For the last one, to do meaning-making successfully around the importance of FEMA, strategists need to disrupt how some people currently think about the agency. This might include that states shouldn’t be responsible for handling disasters. For others, they may consider FEMA inefficient and ineffective. In both cases, meaning-makers will need to disrupt current thinking and get clear that instead of people thinking X, they need to think Y.
Ralph Nader did this effectively when he did meaning-making around people who called out bad behavior in companies or the government. At the time he was doing this, these folks were known as “informants” or “snitches.” He popularized the term “whistleblowers,” and this did several smart, strategic things. First, it shifted the sentiment about them from something negative — i.e., snitches aren’t people to respect — to something brave and admirable. Second, by tying these individuals to someone who calls out rule breakers in sports, it tapped into a social norm that people need to play by the rules.
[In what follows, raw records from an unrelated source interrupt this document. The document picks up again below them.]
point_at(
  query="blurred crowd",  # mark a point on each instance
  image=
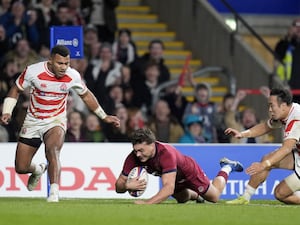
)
(123, 82)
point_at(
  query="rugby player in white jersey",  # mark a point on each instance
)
(283, 114)
(49, 82)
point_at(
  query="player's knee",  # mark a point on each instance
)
(279, 194)
(21, 170)
(264, 158)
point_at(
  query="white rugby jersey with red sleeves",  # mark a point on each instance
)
(48, 94)
(291, 124)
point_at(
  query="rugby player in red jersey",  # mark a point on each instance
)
(181, 176)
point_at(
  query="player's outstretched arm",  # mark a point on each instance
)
(257, 130)
(168, 181)
(90, 100)
(9, 104)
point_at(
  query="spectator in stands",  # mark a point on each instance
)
(116, 94)
(75, 12)
(4, 42)
(193, 125)
(202, 106)
(23, 54)
(94, 129)
(142, 92)
(4, 6)
(102, 73)
(220, 118)
(165, 127)
(124, 49)
(288, 51)
(248, 120)
(120, 134)
(20, 23)
(76, 131)
(45, 17)
(4, 137)
(125, 76)
(62, 16)
(155, 54)
(102, 14)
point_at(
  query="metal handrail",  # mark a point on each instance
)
(252, 31)
(202, 72)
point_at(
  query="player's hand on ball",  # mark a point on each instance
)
(140, 202)
(233, 132)
(135, 184)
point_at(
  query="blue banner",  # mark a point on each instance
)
(278, 7)
(69, 36)
(208, 157)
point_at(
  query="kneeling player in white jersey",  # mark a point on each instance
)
(283, 114)
(49, 83)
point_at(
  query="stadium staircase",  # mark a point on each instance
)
(146, 26)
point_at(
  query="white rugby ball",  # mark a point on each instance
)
(140, 172)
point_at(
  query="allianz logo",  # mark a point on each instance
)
(73, 42)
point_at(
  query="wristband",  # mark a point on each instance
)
(246, 132)
(100, 112)
(268, 163)
(9, 105)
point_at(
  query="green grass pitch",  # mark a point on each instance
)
(29, 211)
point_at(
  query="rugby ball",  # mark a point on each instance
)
(140, 172)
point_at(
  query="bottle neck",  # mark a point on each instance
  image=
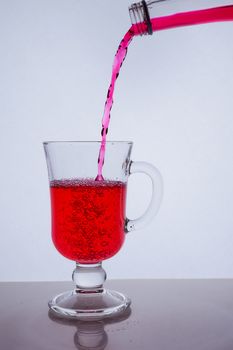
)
(140, 16)
(143, 13)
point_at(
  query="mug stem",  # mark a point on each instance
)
(89, 277)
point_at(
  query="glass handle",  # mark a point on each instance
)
(156, 197)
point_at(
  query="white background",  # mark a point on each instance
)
(173, 99)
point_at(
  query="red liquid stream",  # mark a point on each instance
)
(88, 218)
(218, 14)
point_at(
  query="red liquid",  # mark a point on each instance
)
(88, 218)
(218, 14)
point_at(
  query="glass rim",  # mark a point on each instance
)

Sometimes, meaning-makers need to start making sense of what’s happening when there isn’t perfect clarity. It will take a minute to sort through what happened around the flood and, just as importantly, what needs to happen to prevent this level of devastation from happening again. In these conditions, meaning-makers need to focus on turning on a light that brings hope in dark times. When meaning-making, focus on getting a small light on, guiding people to where you want them to come, and then you can make the light bigger and brighter.
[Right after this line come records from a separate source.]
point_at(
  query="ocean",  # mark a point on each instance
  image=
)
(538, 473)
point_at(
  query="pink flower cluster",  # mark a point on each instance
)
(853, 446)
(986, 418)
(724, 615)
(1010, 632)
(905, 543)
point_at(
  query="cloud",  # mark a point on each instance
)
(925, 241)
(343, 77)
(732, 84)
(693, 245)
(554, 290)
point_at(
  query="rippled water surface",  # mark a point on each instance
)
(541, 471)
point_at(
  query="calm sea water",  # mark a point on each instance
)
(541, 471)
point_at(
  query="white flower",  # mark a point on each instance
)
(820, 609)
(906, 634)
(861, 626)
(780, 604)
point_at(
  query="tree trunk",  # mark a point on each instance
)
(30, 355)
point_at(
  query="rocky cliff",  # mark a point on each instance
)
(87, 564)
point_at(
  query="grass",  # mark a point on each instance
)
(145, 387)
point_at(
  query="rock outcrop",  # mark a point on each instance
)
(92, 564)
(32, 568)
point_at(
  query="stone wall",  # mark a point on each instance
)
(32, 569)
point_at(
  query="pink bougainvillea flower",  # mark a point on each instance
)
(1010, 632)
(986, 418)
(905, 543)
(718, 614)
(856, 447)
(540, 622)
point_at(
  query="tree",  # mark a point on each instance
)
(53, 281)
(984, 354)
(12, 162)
We are seeing this happen now on immigration. With many sides trying to do meaning-making around immigration, there is a steady drumbeat that immigration is good for the U.S. Many people are making this case, and it is sticking. A Gallup poll over the last week found that a record-high 79% of Americans consider immigration good for the country. Despite significant headwinds with powerful people questioning immigration’s value and criminalizing immigrants, positive forces are succeeding in defining what immigration means to this country.
Meaning-making is never one and done. What people think, how they think about it and what they are willing to do to defend their beliefs is a dynamic that’s always in motion. But meaning-making is something we can and should do well to create the world we want to live in.